After sending a SYN, the server will then respond with a SYN+ACK. Note that this is not two segments sent one after the other, rather a single segment where both the SYNchronize and ACKnowledgment bits are set to 1. Notice that the server used the same sequence number indicated by the client in the SYN packet it sent.

After the SYN+ACK segment, the client sends an ACK segment indicating that it has received the SYN+ACK sent by the server and that the connection was successfully established.

Before proceeding to the next section, it is also worth noting that TCP has a feature called SACK or Selective Acknowledgment. This allows both the server and the client to send a list of received segments to each other rather than sending an ACK for each packet received by either. This prevents the server from re-transmitting data that has been received successfully given the different delays that may occur in the network (particularly, the propagation delay). Ultimately, the SACK feature was not used in this connection.

Once the TCP connection was established, data can be exchanged between the server and the client.

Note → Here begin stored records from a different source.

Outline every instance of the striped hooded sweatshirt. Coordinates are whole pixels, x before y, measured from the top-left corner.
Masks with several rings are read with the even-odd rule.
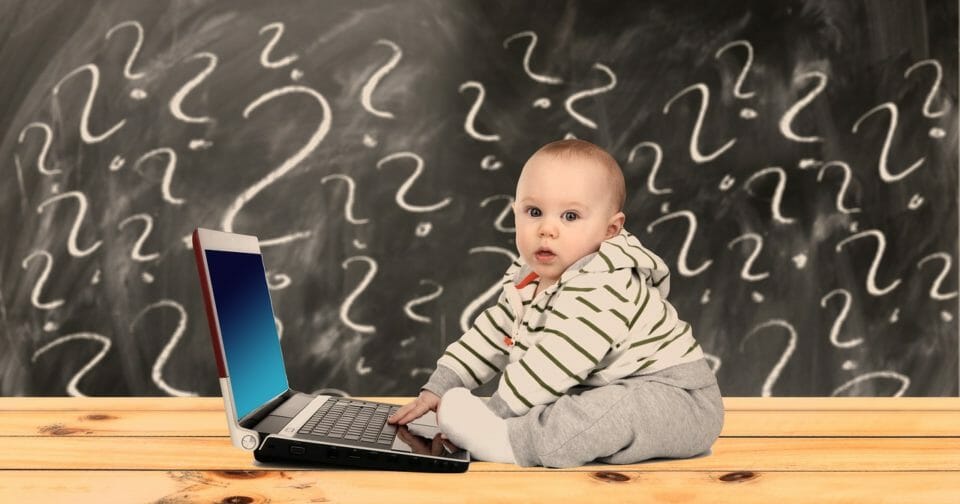
[[[502,372],[488,402],[506,418],[550,404],[574,386],[599,387],[703,358],[690,324],[667,301],[663,259],[627,231],[572,264],[533,297],[539,279],[521,259],[503,291],[450,344],[424,389],[473,389]]]

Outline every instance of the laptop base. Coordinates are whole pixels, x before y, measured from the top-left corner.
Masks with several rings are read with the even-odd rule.
[[[265,463],[322,464],[389,471],[462,473],[470,466],[470,463],[466,461],[305,443],[275,436],[268,436],[260,448],[253,452],[253,456],[258,461]]]

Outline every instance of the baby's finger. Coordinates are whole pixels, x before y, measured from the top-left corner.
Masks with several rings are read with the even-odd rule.
[[[400,409],[398,409],[392,415],[387,417],[387,423],[391,423],[391,424],[397,423],[397,420],[406,416],[407,412],[410,411],[411,408],[413,408],[413,403],[404,404],[403,406],[400,407]]]
[[[404,411],[406,410],[406,411]],[[410,403],[403,408],[397,410],[397,413],[389,418],[391,423],[396,423],[400,425],[406,425],[426,413],[426,408],[419,403]]]

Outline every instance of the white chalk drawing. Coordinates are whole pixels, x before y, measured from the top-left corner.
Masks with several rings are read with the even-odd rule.
[[[163,195],[163,201],[170,203],[171,205],[182,205],[186,200],[183,198],[175,198],[170,194],[170,184],[173,183],[173,173],[177,169],[177,153],[170,147],[160,147],[153,149],[140,156],[137,159],[137,162],[133,164],[135,170],[140,171],[140,165],[152,157],[166,156],[167,165],[163,169],[163,181],[160,183],[160,192]]]
[[[326,184],[330,180],[342,180],[347,184],[347,201],[343,204],[343,213],[347,217],[347,222],[350,224],[366,224],[370,222],[370,219],[357,219],[353,216],[353,203],[354,198],[356,197],[357,184],[350,178],[349,175],[344,175],[342,173],[334,173],[332,175],[327,175],[320,179],[321,184]]]
[[[370,285],[370,282],[373,280],[373,277],[377,276],[377,261],[373,260],[371,257],[367,256],[353,256],[348,257],[343,264],[340,266],[346,270],[350,263],[353,262],[363,262],[366,263],[369,268],[367,273],[364,275],[363,280],[353,289],[353,292],[347,296],[347,299],[343,301],[343,304],[340,305],[340,321],[343,322],[343,325],[349,327],[351,330],[357,331],[358,333],[372,334],[376,332],[377,328],[373,325],[358,324],[350,320],[350,307],[353,306],[354,301],[357,300],[357,297],[360,294],[363,294],[363,291],[367,289],[367,286]]]
[[[847,163],[844,163],[843,161],[830,161],[829,163],[824,163],[820,167],[820,171],[817,172],[817,182],[823,181],[823,174],[831,166],[836,166],[837,168],[840,168],[840,170],[843,172],[843,183],[840,186],[840,190],[837,191],[837,210],[845,214],[859,213],[860,212],[859,208],[847,208],[846,206],[843,205],[843,198],[847,194],[847,189],[850,188],[850,177],[852,176],[850,165],[848,165]]]
[[[497,160],[497,157],[493,154],[489,156],[483,156],[483,159],[480,160],[480,168],[482,170],[499,170],[503,168],[503,163]]]
[[[36,363],[37,358],[39,358],[41,355],[50,351],[51,348],[54,348],[58,345],[62,345],[68,341],[76,341],[76,340],[95,341],[97,343],[100,343],[102,347],[100,351],[97,352],[97,355],[94,355],[93,358],[90,359],[90,361],[87,362],[86,365],[80,368],[80,370],[77,371],[73,375],[73,377],[70,378],[70,381],[67,382],[66,390],[68,395],[72,397],[87,397],[86,394],[84,394],[83,392],[80,392],[80,390],[77,389],[77,384],[91,369],[93,369],[101,360],[103,360],[103,357],[107,355],[108,351],[110,351],[111,342],[110,342],[110,339],[107,338],[106,336],[103,336],[102,334],[93,333],[93,332],[78,332],[73,334],[67,334],[66,336],[61,336],[51,341],[50,343],[47,343],[46,345],[43,345],[42,347],[38,348],[35,352],[33,352],[33,357],[31,358],[30,361],[33,363]],[[58,374],[58,372],[51,372],[50,374]]]
[[[42,214],[43,209],[46,208],[47,205],[64,199],[73,199],[77,202],[77,214],[73,219],[73,225],[70,227],[70,235],[67,237],[67,252],[69,252],[73,257],[88,256],[100,248],[100,245],[103,245],[103,241],[97,240],[93,243],[93,245],[90,245],[85,249],[80,249],[77,247],[77,234],[80,232],[80,224],[83,222],[83,217],[87,214],[86,195],[80,191],[69,191],[56,196],[51,196],[43,200],[43,202],[37,206],[37,213]]]
[[[113,156],[113,159],[110,160],[109,170],[112,172],[120,171],[120,169],[123,168],[124,165],[126,164],[127,164],[127,158],[121,156],[120,154],[117,154],[116,156]]]
[[[368,375],[370,374],[371,371],[373,371],[372,367],[364,364],[366,360],[367,360],[366,357],[360,357],[360,360],[357,361],[357,366],[355,370],[357,371],[357,374],[360,376]]]
[[[424,324],[429,324],[432,321],[430,317],[419,315],[413,311],[415,307],[420,306],[422,304],[429,303],[430,301],[437,299],[443,294],[442,285],[438,284],[437,282],[434,282],[433,280],[425,280],[425,279],[420,280],[420,285],[428,285],[428,284],[436,287],[436,290],[434,290],[430,294],[427,294],[426,296],[421,296],[421,297],[412,299],[409,302],[407,302],[405,305],[403,305],[403,313],[406,314],[406,316],[410,320],[413,320],[415,322],[421,322]]]
[[[483,246],[483,247],[473,247],[468,251],[470,254],[480,254],[480,253],[492,253],[492,254],[503,254],[507,256],[510,261],[517,260],[517,254],[502,248],[502,247],[492,247],[492,246]],[[504,268],[506,270],[506,268]],[[463,312],[460,313],[460,330],[467,332],[470,329],[470,325],[473,323],[475,314],[478,311],[482,311],[487,304],[490,303],[490,299],[496,299],[499,295],[500,290],[503,288],[501,285],[502,279],[497,277],[497,281],[491,285],[483,294],[480,294],[463,309]],[[446,346],[446,345],[444,345]]]
[[[740,243],[744,240],[751,240],[754,243],[753,251],[750,253],[750,257],[747,258],[746,262],[743,263],[743,268],[740,270],[740,278],[748,282],[756,282],[758,280],[763,280],[770,276],[770,272],[765,271],[763,273],[751,273],[750,269],[753,267],[753,262],[757,260],[757,257],[760,255],[760,251],[763,250],[763,237],[757,233],[744,233],[727,244],[727,248],[733,250],[733,246],[737,243]]]
[[[294,94],[305,94],[316,100],[317,103],[320,104],[320,108],[323,113],[323,119],[317,126],[316,131],[314,131],[313,135],[310,136],[310,139],[303,147],[301,147],[292,156],[285,159],[279,167],[273,169],[273,171],[267,174],[267,176],[248,187],[239,196],[237,196],[237,199],[235,199],[233,203],[230,204],[230,207],[227,208],[226,213],[223,215],[223,220],[221,221],[221,227],[228,233],[233,232],[233,221],[236,219],[237,214],[240,213],[240,210],[243,209],[244,205],[246,205],[247,202],[253,199],[255,196],[260,194],[260,192],[262,192],[264,189],[279,180],[280,177],[286,175],[290,170],[294,169],[297,164],[303,161],[307,156],[310,155],[311,152],[313,152],[314,149],[317,148],[318,145],[320,145],[320,142],[323,141],[324,137],[326,137],[327,133],[330,131],[330,105],[327,104],[327,100],[323,97],[323,95],[305,86],[285,86],[264,93],[256,100],[250,102],[250,104],[243,109],[243,118],[249,119],[250,113],[254,110],[257,110],[264,103],[279,97]],[[260,246],[269,247],[273,245],[289,243],[294,240],[306,238],[310,236],[310,234],[311,233],[309,231],[288,233],[277,238],[261,240]]]
[[[189,392],[185,390],[180,390],[171,386],[163,378],[163,366],[167,364],[167,361],[170,360],[170,354],[173,353],[173,349],[177,346],[177,343],[180,342],[180,339],[183,338],[183,333],[187,328],[187,310],[183,308],[183,305],[173,301],[171,299],[162,299],[156,303],[151,303],[146,308],[140,310],[137,313],[133,320],[130,322],[129,330],[133,333],[133,328],[137,325],[137,322],[143,318],[148,312],[156,310],[159,308],[170,308],[177,312],[180,315],[180,319],[177,321],[177,327],[173,330],[173,334],[170,336],[170,340],[167,341],[167,344],[164,345],[163,350],[160,351],[160,355],[157,356],[157,360],[153,362],[153,367],[150,369],[150,379],[153,380],[153,383],[163,390],[168,395],[176,397],[194,397],[197,395],[196,392]],[[148,331],[153,333],[154,331]]]
[[[897,389],[897,391],[894,392],[894,394],[891,397],[901,397],[907,391],[907,389],[910,388],[910,377],[908,377],[907,375],[898,373],[896,371],[875,371],[873,373],[862,374],[844,383],[843,385],[840,385],[839,387],[834,389],[834,391],[830,394],[830,397],[837,397],[843,392],[845,392],[847,389],[853,388],[858,384],[860,384],[861,382],[864,382],[867,380],[875,380],[877,378],[884,378],[884,379],[895,380],[900,382],[900,388]],[[873,395],[873,394],[870,394],[870,395]]]
[[[30,304],[38,310],[52,310],[59,306],[63,306],[63,299],[54,299],[52,301],[40,301],[40,292],[43,291],[43,286],[47,283],[47,279],[50,278],[50,271],[53,269],[53,256],[50,252],[46,250],[34,250],[27,257],[23,259],[20,263],[20,267],[24,270],[30,264],[30,261],[33,258],[41,258],[44,260],[43,271],[40,272],[40,277],[37,278],[37,283],[33,284],[33,290],[30,291]]]
[[[205,58],[207,60],[207,66],[201,70],[200,73],[193,76],[192,79],[188,80],[183,86],[180,86],[180,89],[173,94],[173,97],[170,98],[170,103],[167,105],[167,108],[170,110],[170,113],[173,114],[173,117],[185,123],[202,124],[213,122],[213,118],[210,116],[192,116],[187,115],[187,113],[183,111],[183,100],[187,98],[187,95],[189,95],[191,91],[193,91],[204,80],[206,80],[206,78],[213,73],[215,68],[217,68],[217,55],[209,52],[194,54],[183,61],[187,62],[201,58]],[[191,149],[193,149],[192,143],[193,142],[191,142]]]
[[[423,238],[430,234],[431,231],[433,231],[433,223],[421,222],[417,224],[417,229],[414,230],[414,234],[417,236],[417,238]]]
[[[486,208],[486,206],[491,202],[500,199],[507,200],[507,204],[503,206],[502,210],[500,210],[500,215],[498,215],[497,220],[494,221],[493,228],[501,233],[514,233],[517,231],[517,228],[507,227],[503,224],[503,221],[507,220],[507,218],[513,213],[513,196],[510,196],[509,194],[495,194],[493,196],[484,198],[483,201],[480,202],[480,207]]]
[[[71,77],[78,75],[81,72],[90,73],[90,89],[87,91],[87,100],[84,102],[83,112],[80,114],[80,138],[88,144],[100,143],[119,131],[120,128],[127,123],[127,120],[121,119],[119,122],[107,129],[107,131],[99,135],[94,135],[90,132],[90,110],[93,108],[93,99],[97,94],[97,89],[100,87],[100,69],[97,68],[97,65],[87,63],[86,65],[79,66],[70,71],[70,73],[63,76],[63,78],[60,79],[55,86],[53,86],[53,96],[59,96],[60,86]]]
[[[737,183],[737,179],[731,177],[730,175],[724,175],[723,179],[720,180],[720,185],[717,186],[721,191],[729,191],[734,184]]]
[[[23,127],[20,130],[20,136],[17,138],[18,144],[23,144],[23,140],[27,137],[27,131],[30,129],[39,129],[43,132],[43,146],[40,147],[40,154],[37,155],[37,169],[40,170],[40,173],[44,175],[56,175],[58,173],[63,173],[63,170],[59,168],[49,169],[47,168],[47,154],[50,153],[50,144],[53,142],[53,131],[50,129],[50,126],[42,122],[32,122]],[[14,156],[17,157],[17,163],[19,163],[19,154],[14,153]]]
[[[793,131],[793,121],[796,119],[797,115],[807,107],[813,100],[817,99],[817,96],[820,96],[820,93],[823,92],[824,88],[827,87],[827,74],[823,72],[807,72],[798,75],[794,78],[794,82],[799,82],[807,79],[816,79],[817,85],[813,87],[803,98],[797,100],[796,103],[790,106],[786,112],[783,113],[783,116],[780,118],[780,133],[786,137],[788,140],[801,143],[816,143],[823,142],[823,137],[819,136],[800,136]]]
[[[876,114],[877,112],[887,111],[890,116],[890,120],[887,123],[887,135],[883,141],[883,147],[880,149],[880,161],[878,162],[878,168],[880,170],[880,180],[883,180],[886,183],[896,182],[902,180],[907,175],[913,173],[917,168],[923,165],[923,162],[927,160],[926,157],[921,157],[916,160],[910,166],[904,168],[900,173],[890,173],[890,169],[887,168],[887,160],[890,157],[890,143],[893,141],[893,134],[897,131],[897,121],[899,118],[899,112],[897,111],[897,105],[893,102],[886,102],[873,107],[868,110],[865,114],[860,116],[857,119],[857,122],[853,124],[853,132],[857,133],[860,129],[860,124],[864,119]]]
[[[723,55],[729,49],[734,47],[743,47],[747,51],[747,59],[743,63],[743,68],[740,70],[740,74],[737,76],[737,82],[733,87],[733,96],[739,99],[753,98],[755,91],[744,92],[743,91],[743,81],[747,78],[747,73],[750,71],[750,66],[753,65],[753,45],[750,44],[748,40],[734,40],[733,42],[728,42],[720,49],[717,49],[717,52],[713,55],[714,59],[720,59],[720,56]]]
[[[700,93],[700,109],[697,112],[697,122],[693,125],[693,133],[690,135],[690,159],[697,164],[703,164],[717,159],[717,157],[719,157],[721,154],[730,150],[730,148],[737,143],[737,139],[733,138],[728,140],[727,143],[723,144],[719,149],[711,152],[710,154],[703,154],[700,152],[700,130],[703,128],[703,119],[707,115],[707,108],[710,107],[710,88],[708,88],[707,85],[702,82],[687,86],[679,93],[673,95],[673,98],[670,98],[670,100],[667,101],[667,104],[663,106],[663,113],[669,114],[670,106],[673,105],[673,102],[687,93],[694,91],[698,91]]]
[[[397,152],[377,161],[377,169],[383,168],[385,164],[396,159],[412,159],[414,162],[413,173],[407,178],[403,185],[397,189],[397,194],[394,198],[400,208],[408,212],[433,212],[449,205],[450,202],[453,201],[453,198],[447,197],[432,205],[413,205],[408,203],[407,191],[410,190],[410,187],[413,186],[417,178],[420,177],[420,174],[423,173],[423,158],[413,152]]]
[[[403,50],[400,49],[400,46],[397,44],[386,39],[380,39],[374,42],[374,44],[389,47],[391,50],[393,50],[393,55],[390,56],[389,61],[378,68],[377,71],[374,72],[369,79],[367,79],[366,84],[363,85],[363,89],[360,90],[360,104],[363,105],[364,110],[377,117],[393,119],[393,112],[387,112],[385,110],[373,108],[373,104],[370,102],[370,97],[380,84],[380,80],[386,77],[386,75],[397,66],[397,63],[400,62],[400,58],[403,57]]]
[[[486,96],[486,91],[483,89],[483,84],[477,81],[467,81],[460,85],[460,93],[462,94],[466,89],[476,89],[477,98],[473,101],[473,105],[470,106],[470,111],[467,112],[467,118],[463,121],[463,130],[466,131],[471,138],[480,140],[481,142],[499,141],[500,135],[486,135],[480,133],[477,131],[476,126],[473,125],[474,121],[477,119],[477,112],[483,105],[483,99]]]
[[[779,166],[764,168],[757,173],[750,175],[750,178],[743,183],[743,187],[748,193],[750,193],[750,195],[756,196],[753,194],[753,191],[750,190],[750,183],[767,175],[777,176],[777,187],[774,189],[773,198],[770,200],[770,214],[773,216],[773,220],[779,222],[780,224],[791,224],[795,222],[796,219],[784,217],[783,214],[780,213],[780,203],[783,200],[783,192],[787,188],[787,172],[783,171],[783,168],[780,168]]]
[[[840,313],[837,314],[837,318],[833,320],[833,325],[830,326],[830,344],[836,348],[853,348],[862,344],[863,338],[855,338],[847,341],[840,341],[839,338],[840,328],[843,327],[844,321],[847,320],[847,314],[850,313],[850,304],[852,300],[850,291],[846,289],[834,289],[828,292],[825,296],[820,298],[820,307],[826,308],[827,301],[830,301],[830,299],[835,296],[842,296],[843,306],[840,307]]]
[[[650,194],[672,193],[673,189],[658,189],[655,184],[657,172],[660,170],[660,163],[663,161],[663,149],[661,149],[660,145],[658,145],[656,142],[640,142],[635,145],[632,149],[630,149],[630,154],[627,156],[627,163],[633,163],[633,160],[636,158],[637,151],[644,148],[653,151],[653,166],[650,167],[650,174],[647,175],[647,190],[650,191]]]
[[[109,40],[113,34],[121,28],[133,28],[137,33],[137,39],[133,44],[133,49],[130,50],[130,55],[127,56],[127,62],[123,65],[123,76],[129,80],[142,79],[145,72],[136,72],[133,71],[133,62],[136,61],[137,56],[140,54],[140,48],[143,46],[143,26],[139,21],[124,21],[110,30],[107,31],[106,39]]]
[[[740,342],[740,351],[743,352],[743,346],[747,343],[747,340],[768,327],[779,327],[786,329],[789,337],[787,339],[787,346],[783,349],[783,354],[780,355],[780,359],[777,360],[777,363],[767,375],[767,379],[763,382],[763,389],[760,392],[761,397],[773,396],[773,387],[777,384],[777,380],[780,379],[780,373],[787,365],[787,362],[790,361],[790,357],[793,356],[793,352],[797,348],[797,330],[793,328],[793,325],[783,319],[771,319],[754,327],[749,333],[747,333],[746,337],[744,337]]]
[[[264,32],[273,31],[273,37],[267,42],[267,45],[263,48],[263,51],[260,51],[260,64],[264,68],[282,68],[294,61],[297,61],[298,56],[296,54],[291,54],[289,56],[283,57],[278,60],[271,61],[270,53],[273,52],[274,47],[276,47],[277,42],[280,41],[280,37],[283,36],[283,23],[270,23],[263,28],[260,28],[260,35],[263,35]]]
[[[153,231],[153,217],[146,213],[138,213],[127,217],[120,221],[120,224],[117,225],[117,231],[122,230],[127,224],[133,221],[143,221],[143,231],[140,232],[140,236],[137,238],[136,243],[133,244],[133,249],[130,251],[130,259],[133,259],[137,262],[148,262],[155,261],[160,257],[159,252],[154,252],[152,254],[143,255],[141,249],[143,248],[143,242],[147,241],[147,238],[150,237],[150,233]]]
[[[514,40],[517,40],[523,37],[528,37],[530,39],[530,43],[527,44],[527,50],[523,53],[523,71],[527,74],[527,76],[529,76],[531,79],[537,82],[542,82],[544,84],[562,84],[563,79],[559,77],[550,77],[548,75],[538,74],[530,69],[530,57],[533,55],[533,49],[537,47],[536,32],[533,32],[531,30],[526,30],[526,31],[514,33],[513,35],[510,35],[509,37],[504,39],[503,48],[506,49],[507,46],[510,45],[510,42],[513,42]]]
[[[940,270],[940,274],[937,275],[937,278],[933,281],[933,284],[930,286],[930,299],[935,301],[946,301],[948,299],[953,299],[957,297],[957,291],[953,292],[940,292],[940,285],[943,283],[944,279],[947,278],[947,275],[950,273],[950,267],[953,264],[953,260],[950,258],[950,254],[946,252],[935,252],[930,254],[923,259],[920,259],[920,262],[917,263],[917,269],[923,267],[923,263],[927,261],[932,261],[934,259],[940,259],[943,261],[943,269]]]
[[[916,210],[921,206],[923,206],[924,201],[926,200],[923,199],[923,196],[920,196],[919,194],[914,194],[913,196],[910,196],[910,201],[907,202],[907,208],[909,208],[910,210]]]
[[[678,210],[664,215],[647,225],[647,232],[652,233],[653,228],[661,222],[680,218],[686,219],[687,221],[687,237],[683,240],[683,246],[680,247],[680,255],[677,257],[677,272],[685,277],[697,276],[713,264],[713,259],[703,261],[696,269],[690,269],[690,267],[687,266],[687,254],[690,251],[690,244],[693,242],[693,236],[697,233],[697,216],[693,212],[689,210]]]
[[[896,289],[900,285],[900,279],[897,278],[893,282],[890,282],[884,288],[877,287],[877,268],[880,267],[880,260],[883,259],[883,252],[887,248],[887,238],[883,233],[876,229],[868,229],[866,231],[861,231],[857,234],[848,236],[837,243],[836,251],[840,253],[843,250],[843,246],[847,243],[850,243],[861,238],[872,237],[877,240],[877,251],[873,256],[873,261],[870,263],[870,271],[867,272],[867,293],[871,296],[883,296],[889,294],[893,289]]]
[[[290,287],[290,284],[293,283],[293,280],[290,279],[290,275],[285,273],[274,273],[272,271],[267,271],[267,288],[270,290],[280,290]]]
[[[577,113],[576,110],[573,110],[573,104],[584,98],[589,98],[591,96],[603,94],[617,87],[617,76],[616,74],[613,73],[613,70],[610,70],[610,67],[602,63],[594,63],[593,68],[603,72],[607,76],[607,78],[610,79],[610,82],[607,84],[604,84],[603,86],[587,89],[587,90],[580,91],[570,95],[570,97],[563,102],[563,108],[566,109],[567,113],[570,114],[571,117],[576,119],[577,122],[579,122],[580,124],[590,129],[597,129],[597,123]]]
[[[936,98],[937,91],[940,89],[940,82],[943,81],[943,67],[940,66],[940,62],[935,59],[918,61],[910,65],[910,68],[903,72],[903,78],[906,79],[907,77],[910,77],[910,74],[913,73],[914,70],[924,66],[933,67],[934,80],[933,85],[930,86],[930,91],[927,92],[927,98],[923,101],[923,116],[934,119],[943,116],[948,110],[950,110],[949,102],[947,102],[940,110],[932,110],[933,99]]]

This is apparent in the next segment, which already contains the beginning of the HTTP POST message. Overall, it took about 229 ms for the first data-containing segment to be sent, which is equivalent to 1 RTT (round-trip time). The second data-carrying segment is also almost the same, taking 230 ms to be acknowledged.

Speaking of RTT, TCP also estimates the RTT of the next segment to figure out the right time to wait for an ACK before it can consider the segment as "lost" and attempt to re-transmit. This is done using the following formula:

\[ \text{EstimatedRTT} = (1 - \alpha{}) \cdot \text{EstimatedRTT} + \alpha{} \cdot \text{SampleRTT} \]

The receiver (the server, in this case) also indicates how much space is available in its buffer to receive incoming segments, using the window size and the window scaling factor to do so. The sender will throttle its transmission rate when the buffer space available becomes too small to send packets at the current rate. The window size and the window scaling factor for the first four segments is shown below:

In this case, the sender is not throttled.

It can be seen that ACKs occur every 1408 bytes or so, which is the size of a packet excluding all the header bytes.

Overall, measuring from the time the first segment was sent to the time the ACK for the last segment was received, the transfer took 922ms. Given that the whole file is 153kB, the average rate of transmission is 166 kB/s.

TCP congestion control in action

This section aims to analyze the TCP congestion control algorithm.

The connection seems to be in the slow start phase the whole time as the rate of segments being sent is increasing exponentially. We do not know if the last time segment (around 1.5s) means that the network is in congestion avoidance, as the transmission has already ended and there is no more data left to be sent. In addition, there is an interval of around 228-229.4ms between the “fleets”. This suggests that before sending more packets, the client waits for approximately one RTT.

In contrast, here is the packet trace by Kurose, which sees the connection enter a slow start state multiple times.

Conclusion

Overall, the TCP Wireshark Lab gave me an insight on how TCP works, if only through the lens of a packet trace. I would definitely love to take a look at a TCP implementation and see how packets get reassembled and how the data gets sent to the application layer.